その後ろ姿と、十年前に俺の前から走り去った後ろ姿が重なった。
颯斗に靴を履かせ、手を繋いで門へと向かう。
「おとうさん、みなとせんせい、しってるの~?」
颯斗が俺を見上げて、首を傾げて聞いてくる。
「うん。そうだよ」
「そうなんだ~」
颯斗はやたらと嬉しそうに、きゃっきゃっと笑った。俺の手を振り切り、門まで走っていく。
戸締りを終えた湊が、足早に俺たちを追いかけてくる。
「お待たせ。俺、前にここで働いてたことあるからさ。来たばっかで、戸締りまで任されちゃって」
「保育士になってたんだな。まさか、こんな所で会うと思わなかったよ」
「ああ。小さい子が好きなんだ。教師も考えたけど、保育士の夢を諦められなかったから、大学行きながら、通信教育で資格を取ったんだ」
「すごいな」
「と言っても、ロリコンとかじゃないから安心しろよ」
いきなり湊の口調が変わって、俺は面食らう。
「誰もそんなこと……」
「俺、お前以外には言ってないから」
湊が真剣な面持ちで見つめてくる。
「だから、誰にも言わないで欲しいんだ。俺がゲイだってこと」
俺は湯船に浸かって、さっきの湊のことを思い出していた。
十年前は告白されただけで。
改めて、湊の口からゲイだと聞かされると衝撃的だった。
『再会したばかりなのに、自分の保身みたいで嫌だけど……。変な噂がたつと困るんだ。男の保育士っていうだけで、嫌がるお母さんもいるくらいだから。
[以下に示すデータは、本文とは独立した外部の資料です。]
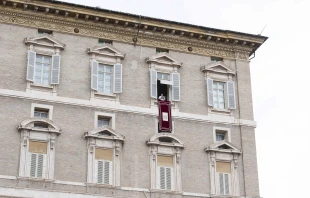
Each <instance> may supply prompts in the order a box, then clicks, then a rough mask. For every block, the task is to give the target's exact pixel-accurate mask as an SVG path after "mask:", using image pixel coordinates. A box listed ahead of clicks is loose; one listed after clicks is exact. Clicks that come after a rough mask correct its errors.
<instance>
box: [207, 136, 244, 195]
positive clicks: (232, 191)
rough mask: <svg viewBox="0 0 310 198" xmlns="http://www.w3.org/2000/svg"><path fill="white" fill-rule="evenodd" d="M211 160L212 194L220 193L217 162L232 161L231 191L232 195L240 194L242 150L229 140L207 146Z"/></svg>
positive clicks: (231, 175) (210, 162) (208, 152)
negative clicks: (216, 172) (239, 172)
mask: <svg viewBox="0 0 310 198" xmlns="http://www.w3.org/2000/svg"><path fill="white" fill-rule="evenodd" d="M205 152H207V153H208V157H209V161H210V164H209V165H210V184H211V195H220V191H219V190H220V188H219V181H218V178H217V173H216V162H229V163H231V176H230V189H231V190H230V192H229V194H230V195H231V196H240V186H239V170H238V169H239V166H238V162H239V156H240V155H241V153H242V151H241V150H240V149H238V148H237V147H236V146H234V145H233V144H231V143H229V142H227V141H221V142H217V143H214V144H212V145H210V146H209V147H207V148H205Z"/></svg>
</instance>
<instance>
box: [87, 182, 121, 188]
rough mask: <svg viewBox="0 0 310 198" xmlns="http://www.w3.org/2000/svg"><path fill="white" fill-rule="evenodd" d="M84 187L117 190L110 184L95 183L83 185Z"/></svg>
mask: <svg viewBox="0 0 310 198" xmlns="http://www.w3.org/2000/svg"><path fill="white" fill-rule="evenodd" d="M85 184H86V186H92V187H99V188H117V187H116V186H113V185H110V184H97V183H85Z"/></svg>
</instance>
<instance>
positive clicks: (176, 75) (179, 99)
mask: <svg viewBox="0 0 310 198" xmlns="http://www.w3.org/2000/svg"><path fill="white" fill-rule="evenodd" d="M147 63H149V68H150V96H151V98H152V100H151V106H154V105H156V104H157V100H158V99H159V98H160V97H163V98H164V100H167V101H171V102H172V104H173V105H174V107H175V108H177V106H176V102H177V101H180V100H181V92H180V90H181V88H180V73H179V71H178V70H179V68H180V67H181V65H182V63H180V62H178V61H176V60H175V59H173V58H171V57H170V56H169V55H168V54H167V53H158V54H156V55H155V56H152V57H149V58H147Z"/></svg>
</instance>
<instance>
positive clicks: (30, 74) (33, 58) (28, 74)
mask: <svg viewBox="0 0 310 198" xmlns="http://www.w3.org/2000/svg"><path fill="white" fill-rule="evenodd" d="M35 64H36V53H35V52H34V51H31V50H28V63H27V76H26V79H27V80H29V81H31V82H33V81H34V67H35Z"/></svg>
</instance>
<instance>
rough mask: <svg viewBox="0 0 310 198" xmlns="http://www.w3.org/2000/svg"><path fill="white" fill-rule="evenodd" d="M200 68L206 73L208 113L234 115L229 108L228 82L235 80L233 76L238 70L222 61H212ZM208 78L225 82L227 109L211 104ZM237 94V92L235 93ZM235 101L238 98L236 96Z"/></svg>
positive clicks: (223, 82)
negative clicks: (233, 69)
mask: <svg viewBox="0 0 310 198" xmlns="http://www.w3.org/2000/svg"><path fill="white" fill-rule="evenodd" d="M200 70H201V71H202V72H203V73H204V76H205V81H206V85H207V86H206V87H207V90H206V91H207V95H208V98H207V100H208V114H219V115H229V116H232V115H233V111H232V109H230V108H228V98H227V82H228V81H233V77H234V76H235V74H236V71H235V70H233V69H231V68H230V67H229V66H227V65H226V64H224V62H222V61H217V62H211V63H209V64H207V65H205V66H202V67H200ZM208 79H212V80H213V81H217V82H223V83H225V109H217V108H214V107H213V106H210V104H209V90H208V89H209V86H208ZM212 91H213V90H212ZM234 95H236V93H234ZM234 100H235V102H236V99H235V98H234Z"/></svg>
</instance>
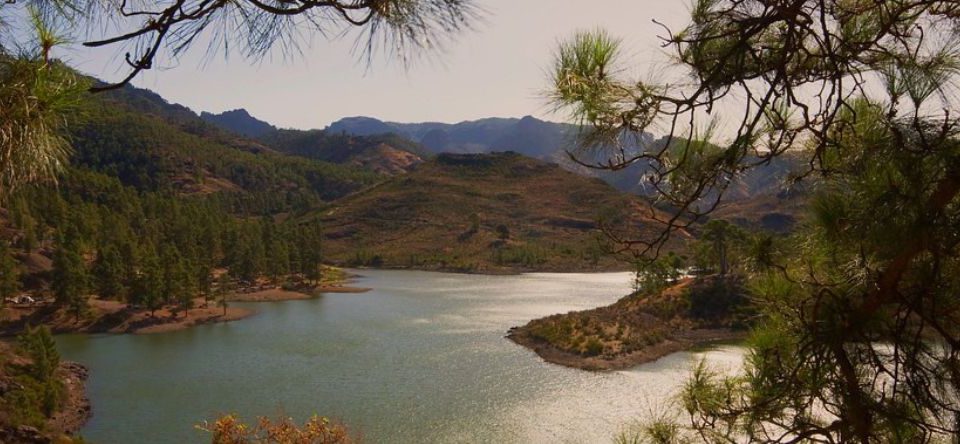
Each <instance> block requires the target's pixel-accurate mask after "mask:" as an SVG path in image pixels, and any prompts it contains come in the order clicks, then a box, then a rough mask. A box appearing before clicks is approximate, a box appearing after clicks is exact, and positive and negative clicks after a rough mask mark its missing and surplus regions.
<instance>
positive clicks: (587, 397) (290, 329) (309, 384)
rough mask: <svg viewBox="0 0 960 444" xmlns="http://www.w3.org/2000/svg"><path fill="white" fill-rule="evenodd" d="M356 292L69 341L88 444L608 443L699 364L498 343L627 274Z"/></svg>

俺、この仕事が本当に好きなんだ。だから……』
心配しなくても、誰にも言わない。
そう約束したけれど……。
湊から告白されたことを、俺は今まで誰にも言ってなかった。結花にも話したことはない。
湊は湊なりに、悩むこともあるのかもしれない。それでも好きな仕事をしている湊を、羨ましく思った。
それに引き替え、俺は……。
「うわっ」
油断していると、お湯が飛んできて、顔に直撃する。
水鉄砲を構えた颯斗が、声を上げて楽しそうに笑った。
「お返し」
颯斗にも手ですくってお湯をかける。そのあと、颯斗の両脇を捕まえてくすぐった。
「きゃ~。やめて~」
風呂場に二人分の笑い声が響いた。